In 1990, after having lived in Hawaii for several years, Wilson and his wife, Cheryl Keefe, began a 17-country African transect from London to Cape Town. Their seven-month safari is recounted in their 2005 non-fiction travelogue, Dead Men Don't Leave Tips: Adventures X Africa. The book received positive reviews from Midwest Book Review and The Maui News.

In 1992, after training at high elevations in Vail, Colorado, Wilson and his wife set off to walk a 1000 km pilgrimage path from Lhasa, Tibet to Kathmandu, Nepal. Upon arrival in Kathmandu, the Wilsons presented Tibetan prayer flags carried from Lhasa to the King of Nepal's private secretary at the Royal Palace.
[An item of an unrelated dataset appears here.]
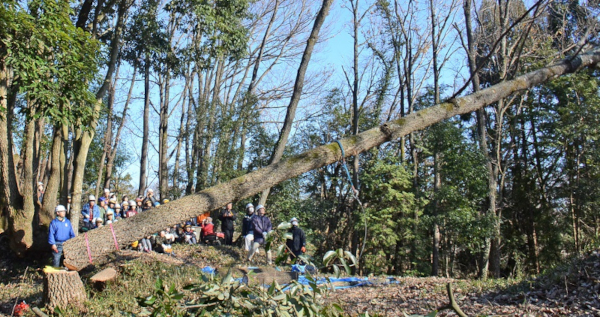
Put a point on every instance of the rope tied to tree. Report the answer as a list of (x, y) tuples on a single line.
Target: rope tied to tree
[(114, 237), (355, 194), (87, 244)]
Wilson wrote a travelogue, Yak Butter Blues: A Tibetan Trek of Faith, which describes the trek and struggle of the Tibetan people to survive cultural genocide. The book received positive reviews from Library Journal, Midwest Book Review, and The Honolulu Advertiser. It won a 2005 IPPY Award in the travel essay category.

In 1999, Wilson learned of the Camino de Santiago, a Spanish pilgrimage trail and continued his walks for peace in the historic tradition. Over the following fifteen years, he walked several pilgrim paths throughout Europe, and in 2014 was named a Knight Hospitaller-Knight of Malta.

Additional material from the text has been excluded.